Another really interesting thing I note within a neighbourhood or a city is the signature of the painter or the painting company on the bottom right of painted signs. Within a neighbourhood or a city, I try to find as many signs by the same painter. One, that may lead to a conversation with them, and two, it gives me the opportunity to basically look at a neighbourhood or a city as basically a gallery of someone's work. It's a little bit like, if you live in Chandigarh and you go and identify all the buildings that Le Corbusier designed, then you can think of Chandigarh as a living gallery of Corbusier's work. Sign makers and painters actually have an important role to play in what our cities look like and they're usually anonymous. Even if their name is signed, nobody's paying any attention to it. I like to be able to acknowledge who is deciding what the city looks like. I think this has really changed the experience of how I see a city.
Handpainted sign by Deena Arts on a hardware shop in George Town, Chennai.
Another one of many signs in the area made by the same sign maker.
Public signs are pretty much everywhere around us. But why do you think we don’t notice or appreciate them enough?

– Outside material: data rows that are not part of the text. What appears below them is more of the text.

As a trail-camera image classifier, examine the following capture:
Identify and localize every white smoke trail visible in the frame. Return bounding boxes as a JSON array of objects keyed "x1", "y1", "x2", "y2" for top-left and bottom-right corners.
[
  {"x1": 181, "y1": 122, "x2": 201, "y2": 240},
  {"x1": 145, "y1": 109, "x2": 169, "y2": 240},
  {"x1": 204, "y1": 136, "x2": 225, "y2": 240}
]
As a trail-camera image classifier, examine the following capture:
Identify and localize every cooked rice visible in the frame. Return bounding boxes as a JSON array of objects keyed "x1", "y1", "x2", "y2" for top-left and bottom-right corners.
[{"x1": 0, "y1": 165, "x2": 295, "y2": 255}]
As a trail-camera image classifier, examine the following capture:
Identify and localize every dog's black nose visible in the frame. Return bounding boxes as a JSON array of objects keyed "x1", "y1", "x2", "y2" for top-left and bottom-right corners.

I think it's a couple of things about where we believe our appreciation is deserved and where it's not. One is that we think of signs as functional objects. And very often, when we think of something as functional, we don't really appreciate it for its aesthetic value. And two, it's not just that we don’t expect art to be in public places, but it's also about what we expect art to look like. It's our misguided relationship with taste that we think certain things deserve to be kind of elevated to art or appreciation. And that is exactly why I like to say that I could think of a neighbourhood as a gallery of the sign painter’s work. It is to kind of remind people that this is equally valid as artistic expression that deserves appreciation.

How did the idea for your upcoming book India Street Lettering come about?

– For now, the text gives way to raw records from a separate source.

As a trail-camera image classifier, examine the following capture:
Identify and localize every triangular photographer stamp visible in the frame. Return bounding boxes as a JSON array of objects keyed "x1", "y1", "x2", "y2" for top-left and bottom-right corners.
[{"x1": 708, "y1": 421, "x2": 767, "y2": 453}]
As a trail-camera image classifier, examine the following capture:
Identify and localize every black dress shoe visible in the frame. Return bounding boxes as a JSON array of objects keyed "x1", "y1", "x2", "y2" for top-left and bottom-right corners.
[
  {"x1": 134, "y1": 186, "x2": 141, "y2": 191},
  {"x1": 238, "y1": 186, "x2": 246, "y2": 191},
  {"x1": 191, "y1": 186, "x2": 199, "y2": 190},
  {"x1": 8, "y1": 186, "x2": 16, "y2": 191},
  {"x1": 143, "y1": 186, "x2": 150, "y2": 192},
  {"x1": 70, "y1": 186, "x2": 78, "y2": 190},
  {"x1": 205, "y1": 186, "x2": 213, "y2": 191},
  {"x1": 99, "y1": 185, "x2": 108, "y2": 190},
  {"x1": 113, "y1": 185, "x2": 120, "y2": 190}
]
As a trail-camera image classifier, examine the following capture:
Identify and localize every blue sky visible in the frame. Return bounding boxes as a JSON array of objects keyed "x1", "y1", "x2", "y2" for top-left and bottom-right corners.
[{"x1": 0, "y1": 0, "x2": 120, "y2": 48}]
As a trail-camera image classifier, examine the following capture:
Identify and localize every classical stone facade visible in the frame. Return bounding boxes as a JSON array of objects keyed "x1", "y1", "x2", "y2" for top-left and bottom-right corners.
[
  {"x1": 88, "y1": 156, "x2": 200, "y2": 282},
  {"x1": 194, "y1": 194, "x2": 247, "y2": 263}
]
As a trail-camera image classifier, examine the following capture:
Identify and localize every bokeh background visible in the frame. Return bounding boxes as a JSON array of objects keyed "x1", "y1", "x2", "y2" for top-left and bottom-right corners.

I had been trying to think of different ways in which I can share my archive of street lettering photographs with people, and in 2022-2023, I started making small zines about the subject. As it turned out, people actually wanted them, which was a lovely surprise. During this time, Rakesh Khanna from Blaft Publications asked if I would be open to selling these on their website. And if I’d considered making it into a book? We got talking and decided that it would be great to do a book together.

The book is organised by the different kinds of establishments that have signs, and will feature photographs from my archive, some of which are over a decade old. I am particularly excited about the chapter about signs on homes, because they're different in not responding to commercial demands that businesses must. The book is going to carry interviews from sign makers and maps of select neighbourhoods from a few cities, highlighting interesting signs from my research. I hope these maps encourage folks to go on their own type explorations. The book is being published by Blaft Publications, and will be out this December. And for those interested, it is up for pre-order.
Tiled sign on an apartment building in Bangalore.
What are some of your favourite signs from Chennai?

Gem & Co, the pen shop near the High Court, is definitely one of my favourites. In and around Triplicane, there is a sign for a store called Advanced Screen Supplies, which sells screen printing supplies. It is a painted sign which is really quite beautiful. The third one is a sign in Parrys Corner, which just says ‘fire engine’. It's a really beautiful tiled sign, where the tiles are almost like pixels. There isn't a fire station there now but there’s bound to be one there at some point and I've been digging into it. Those are my top three.
Wooden signboard of Gem & Co near the High Court, Chennai.
Handpainted sign on a screen supplies shop in Triplicane, Chennai.
Tiled sign for a fire engine in Parrys Corner, Chennai.